Sonrío y contemplo el cuerpo desplomarse. La pistola
oculta en mi entrepierna aún vibra. La cabeza perforada golpea contra el suelo
y los miembros, desprovistos de gobierno, se agitan entre espasmos.
—Le he cogido el gusto, ¿sabes? Ya no me atormenta
la culpa. Resistiré, ¿entiendes? ¿Entiendes? Porque sí sé cuál es la respuesta
a la pregunta que todos buscamos.
Los ojos de la joven se giran y me miran vidriosos.
Una sonrisa comenzó a dibujarse en sus
labios.
No dejo que continúe. Un nuevo disparo deshace su
cara.
Mientras salgo de la habitación del hotel buscando
el anonimato, medito acerca de la pregunta. O, mejor dicho, de mi respuesta.
—Claro que sé la respuesta, cucaracha. Claro que la
sé.
1 comentario:
La mayor virtud del relato es que te deja con ganas de conocer la respuesta.

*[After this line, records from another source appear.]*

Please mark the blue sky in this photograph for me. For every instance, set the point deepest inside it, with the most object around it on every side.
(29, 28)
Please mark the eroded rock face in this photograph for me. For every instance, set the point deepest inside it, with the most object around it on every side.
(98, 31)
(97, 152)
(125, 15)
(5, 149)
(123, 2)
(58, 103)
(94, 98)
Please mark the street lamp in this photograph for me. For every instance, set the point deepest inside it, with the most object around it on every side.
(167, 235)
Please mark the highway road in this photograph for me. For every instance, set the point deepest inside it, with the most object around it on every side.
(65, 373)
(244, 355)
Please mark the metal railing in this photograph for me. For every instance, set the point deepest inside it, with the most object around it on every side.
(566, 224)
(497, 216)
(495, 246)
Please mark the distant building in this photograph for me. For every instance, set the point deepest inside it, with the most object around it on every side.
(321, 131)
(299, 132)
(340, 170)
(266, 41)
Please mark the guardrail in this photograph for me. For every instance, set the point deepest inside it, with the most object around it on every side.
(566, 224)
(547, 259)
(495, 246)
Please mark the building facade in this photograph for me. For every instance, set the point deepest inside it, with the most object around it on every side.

Con esa conversación inicial pensé que el relato iba a ser malo. Con las desmesuradas descripciones iniciales sobre las cucarachas y la arquitectura de la iglesia, pensé que iba a peor. Pero finalmente, el relato me ha gustado.
Aunque no hay sexo, ese lenguaje y comportamiento soez del diablo en forma de mujer me ha gustado mucho.
La historia en sí es simple, pero bien hilvanada. El descubrimiento de que es el propio diablo a quién confiesa el primer asesinato es muy bueno. Le ha dado su punto de terror al relato.